Telvin Hüsn-ü Hat Sahaf Şiir
Anasayfa > Servet Avcı > Fareli köyün mavalcısı

Fareli köyün mavalcısı



90’lı yıllarda İspanya’dan başlamak üzere batı ülkelerinde sözde Kürt parlamentoları toplanmış, bunun üzerine Türkiye’den büyük tepkiler gelmişti. Bu tepkiler, Türkiye’yle o devletler arasında ağır diplomatik krizlere sebep olmuştu.
Aradan on-onbeş yıl geçti... Söz konusu korsan parlamentolarda söylenemeyenler bile artık bizim ülkemizde, bizim Meclis’imizde, üstelik meydan okurcasına dile getirilmeye başlandı... Bu kısa zaman dilimine sığan müthiş değişimi özetlemek için BDP Eşbaşkanı Demirtaş’ın Uludere’nin yıldönümüyle ilgili sarfettiği şu sözleri duymak yeterli: “Bu tepenin arkası Kürdistan’dır. Bu tarafı da Kürdistan’dır.Ölenler Kürt’tür... Öldürenler Türk savaş uçaklarıdır. Kürdistan yok diye mi bize bu zulüm yapılıyor?.. O zaman Kürt halkının yapması gereken bir şey var... Adı ister özerk, ister federasyon, ister bağımsızlık olsun, Kürt halkı bu eksikliği tamamlamalıdır. Kürt’ün Kürdistan’ı olsaydı, olması gerekirdi, bunun hesabı sorulurdu...” 

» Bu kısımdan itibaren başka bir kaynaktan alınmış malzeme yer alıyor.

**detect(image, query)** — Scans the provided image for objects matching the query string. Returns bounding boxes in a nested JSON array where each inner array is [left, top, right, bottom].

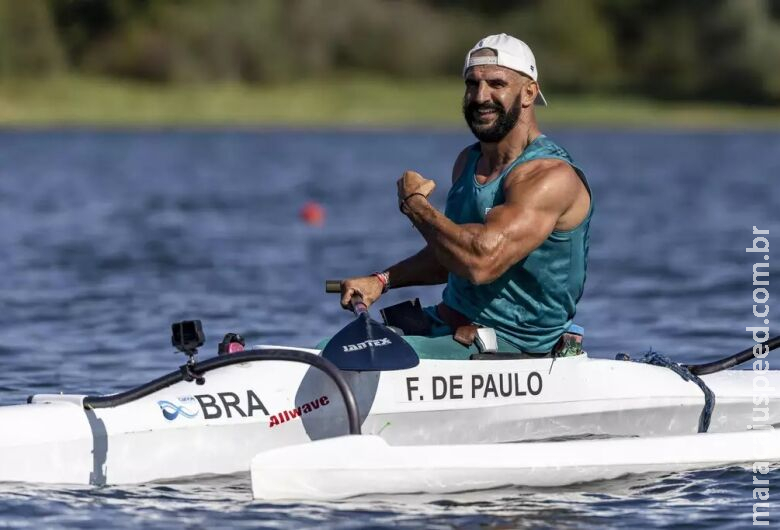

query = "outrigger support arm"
[[683, 335, 780, 375]]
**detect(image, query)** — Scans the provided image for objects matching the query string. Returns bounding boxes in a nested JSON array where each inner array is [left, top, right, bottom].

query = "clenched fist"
[[341, 276, 385, 309], [398, 171, 436, 211]]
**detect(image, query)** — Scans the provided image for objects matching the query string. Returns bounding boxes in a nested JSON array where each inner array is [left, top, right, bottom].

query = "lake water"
[[0, 130, 780, 529]]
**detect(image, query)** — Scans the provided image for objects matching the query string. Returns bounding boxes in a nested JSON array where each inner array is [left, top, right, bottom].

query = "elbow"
[[466, 260, 502, 285], [466, 235, 503, 285]]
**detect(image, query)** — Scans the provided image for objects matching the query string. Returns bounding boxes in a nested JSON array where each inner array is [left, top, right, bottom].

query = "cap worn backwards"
[[463, 33, 547, 106]]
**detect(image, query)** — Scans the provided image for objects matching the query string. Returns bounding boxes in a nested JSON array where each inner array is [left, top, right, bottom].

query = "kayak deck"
[[251, 430, 780, 500]]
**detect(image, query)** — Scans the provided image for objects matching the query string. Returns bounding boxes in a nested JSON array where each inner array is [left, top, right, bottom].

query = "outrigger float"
[[0, 282, 780, 499]]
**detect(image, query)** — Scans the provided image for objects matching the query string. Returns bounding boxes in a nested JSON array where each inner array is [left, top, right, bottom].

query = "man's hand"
[[398, 171, 436, 211], [341, 276, 384, 309]]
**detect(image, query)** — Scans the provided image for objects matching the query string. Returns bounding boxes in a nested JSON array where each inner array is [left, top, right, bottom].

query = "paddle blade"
[[322, 313, 420, 372]]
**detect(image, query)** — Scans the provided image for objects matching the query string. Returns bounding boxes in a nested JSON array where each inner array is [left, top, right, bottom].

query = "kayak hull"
[[251, 431, 780, 501], [0, 350, 780, 484]]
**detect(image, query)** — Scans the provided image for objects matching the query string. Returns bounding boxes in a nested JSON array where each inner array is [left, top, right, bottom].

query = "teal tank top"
[[443, 135, 593, 353]]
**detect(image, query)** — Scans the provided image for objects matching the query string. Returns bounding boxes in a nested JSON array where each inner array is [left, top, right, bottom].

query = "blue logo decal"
[[157, 401, 198, 421]]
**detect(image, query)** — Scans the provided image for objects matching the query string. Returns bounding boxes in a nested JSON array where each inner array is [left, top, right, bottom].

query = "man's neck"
[[480, 117, 542, 173]]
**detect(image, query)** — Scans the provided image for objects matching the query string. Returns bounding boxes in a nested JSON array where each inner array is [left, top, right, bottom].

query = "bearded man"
[[341, 33, 593, 359]]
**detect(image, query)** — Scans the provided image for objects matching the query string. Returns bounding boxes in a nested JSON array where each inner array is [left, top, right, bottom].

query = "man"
[[341, 34, 592, 359]]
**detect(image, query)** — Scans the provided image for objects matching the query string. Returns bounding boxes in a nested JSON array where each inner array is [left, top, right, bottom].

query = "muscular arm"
[[387, 245, 448, 289], [406, 162, 579, 284]]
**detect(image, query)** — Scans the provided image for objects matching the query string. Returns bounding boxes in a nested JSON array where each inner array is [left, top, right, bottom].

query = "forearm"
[[387, 246, 448, 288]]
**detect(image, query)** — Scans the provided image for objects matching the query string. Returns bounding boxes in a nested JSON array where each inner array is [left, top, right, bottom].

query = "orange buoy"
[[299, 201, 325, 226]]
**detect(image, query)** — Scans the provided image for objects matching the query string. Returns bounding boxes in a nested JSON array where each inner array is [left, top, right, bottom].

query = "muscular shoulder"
[[504, 158, 581, 192], [504, 159, 590, 230]]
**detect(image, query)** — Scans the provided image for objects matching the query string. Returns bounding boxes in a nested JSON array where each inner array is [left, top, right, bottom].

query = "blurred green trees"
[[0, 0, 780, 103]]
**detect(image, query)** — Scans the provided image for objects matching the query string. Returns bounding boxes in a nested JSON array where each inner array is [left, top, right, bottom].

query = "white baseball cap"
[[463, 33, 547, 106]]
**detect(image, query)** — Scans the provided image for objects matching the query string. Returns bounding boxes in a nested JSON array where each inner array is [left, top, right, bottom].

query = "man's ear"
[[522, 80, 539, 107]]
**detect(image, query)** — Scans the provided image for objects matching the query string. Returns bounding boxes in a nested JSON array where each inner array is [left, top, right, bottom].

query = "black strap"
[[617, 351, 715, 432]]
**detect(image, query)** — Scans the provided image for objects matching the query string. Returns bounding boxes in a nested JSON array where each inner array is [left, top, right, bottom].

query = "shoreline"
[[0, 76, 780, 132]]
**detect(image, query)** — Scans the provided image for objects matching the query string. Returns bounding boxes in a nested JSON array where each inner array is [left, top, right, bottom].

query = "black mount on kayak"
[[82, 348, 360, 434], [74, 320, 360, 434], [171, 320, 206, 385]]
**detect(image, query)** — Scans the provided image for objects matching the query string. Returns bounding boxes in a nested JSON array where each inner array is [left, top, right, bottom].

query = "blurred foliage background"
[[0, 0, 780, 125]]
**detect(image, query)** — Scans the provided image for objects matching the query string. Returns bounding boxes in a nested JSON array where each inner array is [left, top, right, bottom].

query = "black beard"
[[463, 98, 520, 144]]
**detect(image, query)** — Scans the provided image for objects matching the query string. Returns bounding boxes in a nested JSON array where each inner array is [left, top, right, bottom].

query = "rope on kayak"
[[616, 351, 715, 432]]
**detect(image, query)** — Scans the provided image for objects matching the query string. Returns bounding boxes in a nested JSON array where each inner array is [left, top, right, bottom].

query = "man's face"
[[463, 65, 525, 143]]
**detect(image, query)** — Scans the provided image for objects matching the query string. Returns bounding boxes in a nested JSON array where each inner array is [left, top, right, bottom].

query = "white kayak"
[[0, 347, 780, 484], [251, 430, 780, 500]]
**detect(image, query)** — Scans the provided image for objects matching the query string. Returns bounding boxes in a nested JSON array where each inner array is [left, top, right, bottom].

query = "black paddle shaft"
[[686, 336, 780, 375], [325, 280, 368, 315]]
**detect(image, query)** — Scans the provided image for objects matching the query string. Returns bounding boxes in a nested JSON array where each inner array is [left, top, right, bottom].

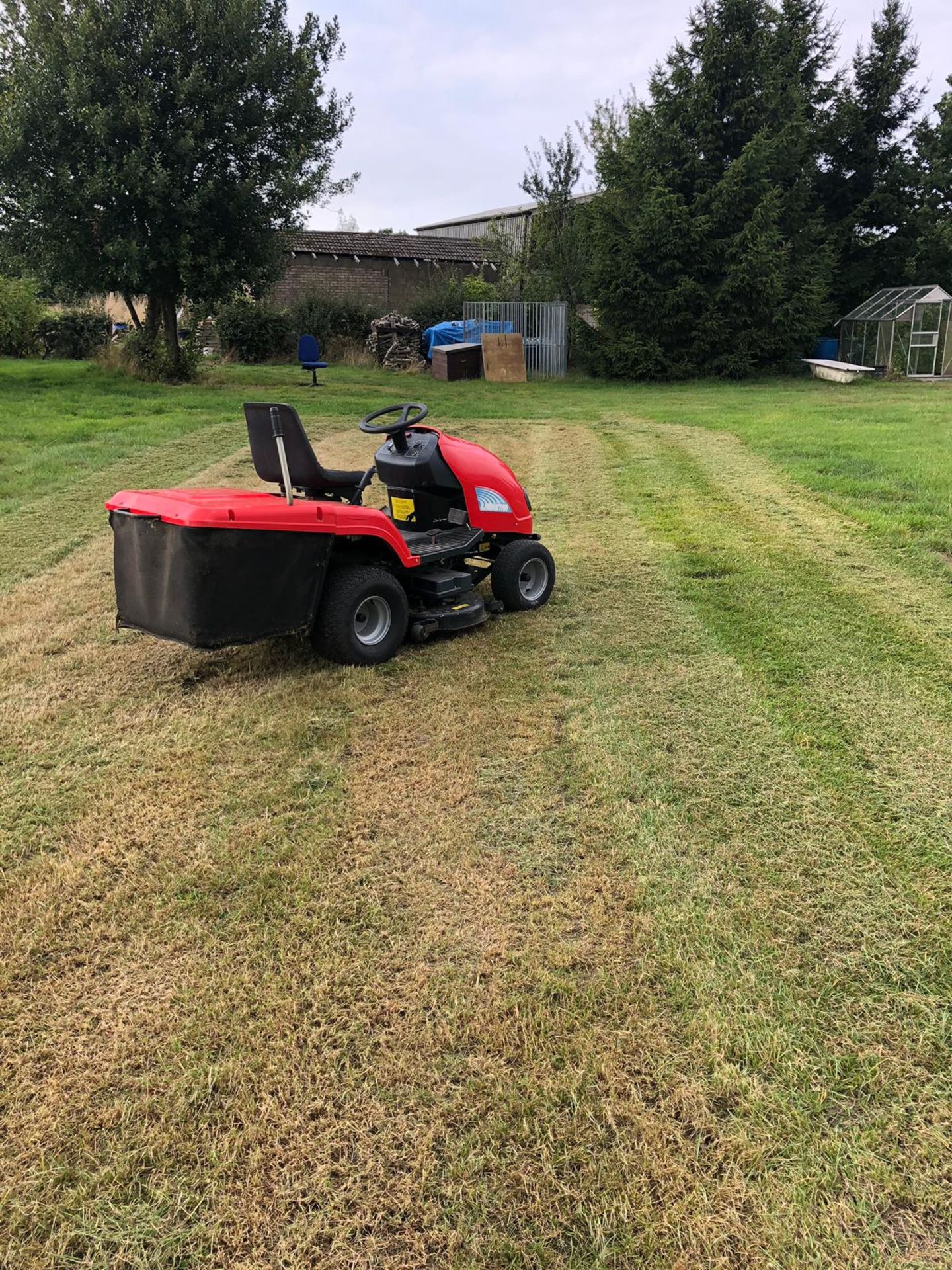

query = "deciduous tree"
[[0, 0, 352, 374]]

Trafiğe kapalı alan gibi ‘hukukun pençesine kapalı alan’ yakalamış olmanın verdiği cesaretle devam ediyor Demirtaş: “Bunları kaçakçı ve terörist olarak göstermeye çalışacaklar... Kaçak olan tek bir şey vardır, o da sınırlardır... Burada kaçakçılık yoktur... Roboski bir Kürdistan meselesidir... Roboski’de yapılmak istenen Kürdistan’ın önünü kesmektir... Kürt ulusal ittifakı buna cevap vermelidir...” 
Hiç şüphe yok ki bu cüretin kaynağı, taviz verdikçe iştahı açılan etnik istismarcılara siyasî iktidarın yakayı kaptırmış olmasıdır. Eğer bu açık isyan organizasyonu, ülkenin sınırlarını bile tanımamaya, alenen kaçakçılık olan bir eylemi korsan bir devletin sınırları içinde gerçekleşen ‘serbest ticaret’ gibi sunmaya cesaret edebiliyorsa, buna zemin hazırlamış olanlar millet ve tarih önünde asla hesap veremeyeceklerdir... Kaçakçı ‘tacir’, sınırlar ‘kaçak’!... Yani Türkiye Cumhuriyeti devleti kendisine ait olmayan topraklarda ‘işgalci’!.. Zaten yıllardır alıştırılıyorduk, Apo’ya ‘sayın’, teröriste ‘gerilla’veya ‘özgürlük savaşçısı’denilmesine... Üniversiteli profesyonel militanlara ‘masum öğrenci’, onların yakıp yıkmalarına ‘demokratik tavır’, masumları katleden bombacıya ’sosyolog’, terörizm yaltakçısına ’aydın’, üniter devlete düşman olanlarla işbirliği yapan marjinal fosile ’yurtsever’denildiği gibi!.. Siyaset dünyamıza egemen olmaya başlayan bu yeni lugatte Türkiye Cumhuriyeti’ndeki ’Türk’ün adının anayasadan çıkarılamayacağını savunan ’ırkçı’, üniter devleti tartıştırmayan ‘faşist’, KCK operasyonlarına karşı çıkmayan ‘anti-demokrat’tır!..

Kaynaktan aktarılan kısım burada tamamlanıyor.